- Directed by: Claude Chabrol
- Written by: William Benjamin Claude Brulé Derek Prouse Paul Gégauff
- Produced by: Raymond Eger
- Starring: Maurice Ronet Anthony Perkins Yvonne Furneaux Stéphane Audran
- Cinematography: Jean Rabier
- Edited by: Jacques Gaillard
- Music by: Pierre Jansen
- Color process: Technicolor
- Production company: Universal Pictures
- Distributed by: Universal Pictures
- Release date: 31 March 1967 (France);
- Running time: 106 minutes
- Country: France
- Language: French

= The Champagne Murders =

1967 French film by Claude Chabrol

The Champagne Murders (Le scandale) is a 1967 French crime thriller film directed by Claude Chabrol, based on a story by William Benjamin and starring Maurice Ronet and Anthony Perkins. It was the first of two films that Chabrol made with Perkins.

For his role in the film, Ronet won the Silver Shell for Best Actor at the San Sebastián International Film Festival.

==Plot==
Paul Wagner leads a disorderly life, drinking and partying too much with his American friend and business partner Christopher Belling. Paul's reputation is eventually compromised when his drunken behavior causes outrage at a high-society evening.

One night, as he takes a prostitute to a park after drinking, Paul is attacked by unknown assailants, who leave him with a serious head injury and strangle her. Unable to manage the family champagne business, it is run for him by Christine, Christopher's wife, and her assistant Jacqueline. Christine tries to take advantage of Paul by selling the company, but he refuses to sign. On a business trip to Hamburg with Christopher, Paul gets drunk and goes to a park with a prostitute, who is found strangled in the morning. Going with Christopher to the party of a promiscuous artist, Paul again gets drunk and she is found strangled in the morning.

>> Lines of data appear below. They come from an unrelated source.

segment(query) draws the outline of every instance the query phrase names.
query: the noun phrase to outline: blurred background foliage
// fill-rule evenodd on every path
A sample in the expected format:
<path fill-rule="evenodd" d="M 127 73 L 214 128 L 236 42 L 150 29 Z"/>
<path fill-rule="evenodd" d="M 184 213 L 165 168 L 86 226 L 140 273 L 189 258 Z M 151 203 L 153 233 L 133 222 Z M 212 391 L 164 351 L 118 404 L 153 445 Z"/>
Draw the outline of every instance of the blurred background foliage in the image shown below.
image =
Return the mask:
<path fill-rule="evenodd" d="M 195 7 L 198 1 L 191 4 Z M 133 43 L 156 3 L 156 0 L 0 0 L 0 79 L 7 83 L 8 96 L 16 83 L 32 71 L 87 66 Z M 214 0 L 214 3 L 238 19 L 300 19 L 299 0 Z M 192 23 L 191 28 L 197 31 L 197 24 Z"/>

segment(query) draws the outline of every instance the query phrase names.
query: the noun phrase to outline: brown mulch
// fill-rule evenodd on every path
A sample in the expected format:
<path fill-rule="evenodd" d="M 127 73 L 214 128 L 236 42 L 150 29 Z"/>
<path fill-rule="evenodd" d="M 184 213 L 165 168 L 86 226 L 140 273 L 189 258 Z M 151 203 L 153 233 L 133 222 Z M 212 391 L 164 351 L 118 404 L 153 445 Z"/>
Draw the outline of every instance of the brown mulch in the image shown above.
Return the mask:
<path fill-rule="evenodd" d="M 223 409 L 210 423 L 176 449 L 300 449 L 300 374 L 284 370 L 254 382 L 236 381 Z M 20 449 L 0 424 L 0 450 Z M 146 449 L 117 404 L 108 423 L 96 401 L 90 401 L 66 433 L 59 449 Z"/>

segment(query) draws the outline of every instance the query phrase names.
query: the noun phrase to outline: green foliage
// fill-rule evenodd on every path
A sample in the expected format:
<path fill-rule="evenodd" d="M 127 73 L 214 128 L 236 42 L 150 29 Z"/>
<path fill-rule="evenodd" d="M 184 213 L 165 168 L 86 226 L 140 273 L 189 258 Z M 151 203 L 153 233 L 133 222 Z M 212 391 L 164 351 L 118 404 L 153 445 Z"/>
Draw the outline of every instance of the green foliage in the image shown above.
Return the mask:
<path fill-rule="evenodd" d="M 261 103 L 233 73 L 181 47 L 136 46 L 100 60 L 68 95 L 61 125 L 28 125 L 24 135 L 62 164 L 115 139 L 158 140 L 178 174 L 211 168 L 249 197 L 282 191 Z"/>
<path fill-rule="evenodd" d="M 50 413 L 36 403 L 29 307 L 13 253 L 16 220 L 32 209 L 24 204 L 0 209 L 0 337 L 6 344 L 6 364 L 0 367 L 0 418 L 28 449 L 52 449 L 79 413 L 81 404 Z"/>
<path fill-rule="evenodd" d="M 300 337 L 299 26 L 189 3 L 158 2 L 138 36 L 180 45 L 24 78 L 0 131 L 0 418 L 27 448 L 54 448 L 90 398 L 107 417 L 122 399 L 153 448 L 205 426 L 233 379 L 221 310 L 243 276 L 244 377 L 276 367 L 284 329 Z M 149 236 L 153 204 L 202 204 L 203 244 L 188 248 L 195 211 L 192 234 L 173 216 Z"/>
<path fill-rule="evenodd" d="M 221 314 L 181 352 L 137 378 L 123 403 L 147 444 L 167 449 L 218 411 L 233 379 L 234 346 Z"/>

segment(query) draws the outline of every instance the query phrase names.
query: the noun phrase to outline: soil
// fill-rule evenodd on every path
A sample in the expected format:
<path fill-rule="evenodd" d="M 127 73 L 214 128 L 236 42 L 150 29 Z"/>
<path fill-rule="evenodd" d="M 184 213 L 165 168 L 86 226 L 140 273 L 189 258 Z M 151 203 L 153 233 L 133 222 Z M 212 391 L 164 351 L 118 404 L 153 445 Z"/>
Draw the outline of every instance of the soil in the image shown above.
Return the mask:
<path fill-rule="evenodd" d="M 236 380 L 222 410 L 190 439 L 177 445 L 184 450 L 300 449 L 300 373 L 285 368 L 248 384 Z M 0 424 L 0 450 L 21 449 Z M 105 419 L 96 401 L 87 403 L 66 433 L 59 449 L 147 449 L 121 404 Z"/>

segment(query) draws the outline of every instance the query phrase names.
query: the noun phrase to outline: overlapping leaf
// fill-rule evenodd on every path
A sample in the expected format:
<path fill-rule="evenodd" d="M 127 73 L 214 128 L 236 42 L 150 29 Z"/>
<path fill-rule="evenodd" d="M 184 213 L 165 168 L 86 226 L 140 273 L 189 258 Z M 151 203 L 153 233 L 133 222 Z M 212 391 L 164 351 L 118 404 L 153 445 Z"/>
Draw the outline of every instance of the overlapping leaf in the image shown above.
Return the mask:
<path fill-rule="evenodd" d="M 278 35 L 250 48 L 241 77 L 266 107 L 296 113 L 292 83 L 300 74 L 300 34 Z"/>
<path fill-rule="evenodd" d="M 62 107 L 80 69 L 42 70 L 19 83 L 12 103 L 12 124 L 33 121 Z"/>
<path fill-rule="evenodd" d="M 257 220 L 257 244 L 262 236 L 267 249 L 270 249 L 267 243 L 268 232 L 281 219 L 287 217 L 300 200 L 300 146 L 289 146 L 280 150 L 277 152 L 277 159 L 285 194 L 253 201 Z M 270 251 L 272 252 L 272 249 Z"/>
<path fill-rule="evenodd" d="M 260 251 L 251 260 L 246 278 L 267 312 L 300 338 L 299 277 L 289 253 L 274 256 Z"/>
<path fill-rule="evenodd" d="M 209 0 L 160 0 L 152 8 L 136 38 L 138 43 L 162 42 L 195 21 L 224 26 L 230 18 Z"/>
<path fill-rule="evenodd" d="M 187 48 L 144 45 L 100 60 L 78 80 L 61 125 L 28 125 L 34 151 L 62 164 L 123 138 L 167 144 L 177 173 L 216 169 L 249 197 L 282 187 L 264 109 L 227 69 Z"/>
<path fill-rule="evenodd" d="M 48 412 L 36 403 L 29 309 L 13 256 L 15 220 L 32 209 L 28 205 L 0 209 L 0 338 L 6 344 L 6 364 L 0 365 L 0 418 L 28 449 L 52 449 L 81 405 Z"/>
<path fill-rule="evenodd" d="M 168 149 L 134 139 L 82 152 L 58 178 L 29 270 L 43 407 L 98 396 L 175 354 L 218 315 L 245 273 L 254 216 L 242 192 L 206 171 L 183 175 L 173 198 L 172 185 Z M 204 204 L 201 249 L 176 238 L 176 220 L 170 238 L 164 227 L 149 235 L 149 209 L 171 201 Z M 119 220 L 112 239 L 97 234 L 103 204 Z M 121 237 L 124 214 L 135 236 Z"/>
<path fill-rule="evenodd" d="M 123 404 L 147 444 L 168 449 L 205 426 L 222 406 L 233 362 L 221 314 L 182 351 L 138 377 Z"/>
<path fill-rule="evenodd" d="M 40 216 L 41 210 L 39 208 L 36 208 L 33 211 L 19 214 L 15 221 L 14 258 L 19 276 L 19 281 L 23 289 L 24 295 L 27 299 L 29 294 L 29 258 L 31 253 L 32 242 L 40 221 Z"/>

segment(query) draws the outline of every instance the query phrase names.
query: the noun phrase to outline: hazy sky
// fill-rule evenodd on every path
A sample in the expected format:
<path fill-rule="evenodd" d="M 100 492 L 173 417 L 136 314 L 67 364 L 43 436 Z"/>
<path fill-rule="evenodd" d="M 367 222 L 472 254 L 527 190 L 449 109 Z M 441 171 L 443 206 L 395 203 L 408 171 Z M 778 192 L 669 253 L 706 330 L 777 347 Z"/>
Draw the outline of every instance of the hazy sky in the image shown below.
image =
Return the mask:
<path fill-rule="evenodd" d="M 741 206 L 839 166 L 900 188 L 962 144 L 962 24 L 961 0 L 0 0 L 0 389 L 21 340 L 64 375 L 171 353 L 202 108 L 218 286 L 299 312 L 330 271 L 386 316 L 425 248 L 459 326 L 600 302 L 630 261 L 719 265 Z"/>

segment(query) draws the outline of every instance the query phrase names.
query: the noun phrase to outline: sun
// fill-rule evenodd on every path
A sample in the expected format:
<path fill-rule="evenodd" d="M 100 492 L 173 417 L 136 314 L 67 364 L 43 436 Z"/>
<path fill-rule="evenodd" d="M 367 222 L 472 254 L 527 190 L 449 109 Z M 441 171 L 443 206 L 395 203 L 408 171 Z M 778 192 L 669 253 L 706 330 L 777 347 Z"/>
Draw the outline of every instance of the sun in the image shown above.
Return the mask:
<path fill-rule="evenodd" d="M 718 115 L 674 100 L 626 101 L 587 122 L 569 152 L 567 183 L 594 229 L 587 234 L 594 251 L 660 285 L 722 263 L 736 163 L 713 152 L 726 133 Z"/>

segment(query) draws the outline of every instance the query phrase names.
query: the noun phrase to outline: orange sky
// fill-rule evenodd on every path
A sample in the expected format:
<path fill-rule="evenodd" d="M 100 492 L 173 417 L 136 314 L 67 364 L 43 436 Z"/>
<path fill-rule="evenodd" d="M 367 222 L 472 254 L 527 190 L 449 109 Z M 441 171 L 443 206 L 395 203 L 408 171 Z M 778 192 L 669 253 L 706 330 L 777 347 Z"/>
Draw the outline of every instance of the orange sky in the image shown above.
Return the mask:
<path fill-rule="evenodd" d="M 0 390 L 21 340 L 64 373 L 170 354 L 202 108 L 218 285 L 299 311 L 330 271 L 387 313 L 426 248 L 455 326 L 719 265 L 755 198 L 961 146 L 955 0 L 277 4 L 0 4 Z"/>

Terrified that he may be murdering young women after drinking, Paul seeks the help of Christine while Christopher is away. She takes advantage of Paul by getting him to sign away his rights in the company. He goes home despondent and in the morning Christine is found strangled. Christopher, who now owns the business, turns up with a striking blonde, whom Paul remembers seeing in Hamburg and at the artist's party. The blonde reveals herself as Jacqueline, without the dark wig and pale make-up she wore at work, who is Christopher's mistress and has committed the three murders. A gun is pulled out and the movie camera recedes as the three fight over the gun.

==Cast==
- Maurice Ronet as Paul Wagner
- Anthony Perkins as Christopher Belling
- Yvonne Furneaux as Christine Belling
- Stéphane Audran as Jacqueline
- Annie Vidal as Blonde
- Henry Jones as Mr. Clarke
- Catherine Sola as Denise
- George Skaff as Mr. Pfeiffer
- Christa Lang as Paula
- Marie-Ange Aniès as Michele
- Suzanne Lloyd as Evelyn
- Henri Attal and Dominique Zardi as thugs

==Production==
The Champagne Murders was Chabrol's first film with English-speaking actors. He filmed each scene in both English and French; much of the English dialogue was mouthed phonetically by the French actors and later dubbed in English.

The film was shot in Techniscope format.

==Reception==
In a New York Times review, critic Vincent Canby wrote: "Mr. Chabrol ... has made a film that has the shape and structure of a murder mystery, but which is, essentially, a funny, sardonic social drama."

==Release==
The film was not released on VHS in the U.S. In February 2018, Umbrella Entertainment released a French-language DVD which contains the 105-minute version. In July 2019, Kino Lorber released both the DVD and Blu-ray versions in the United States and Canada. The Blu-ray version, contains the 98-minute English-language version rather than the 105-minute French-language version, and came with the DTS-HD 2.0 Master Audio and Trailers from Hell featurette.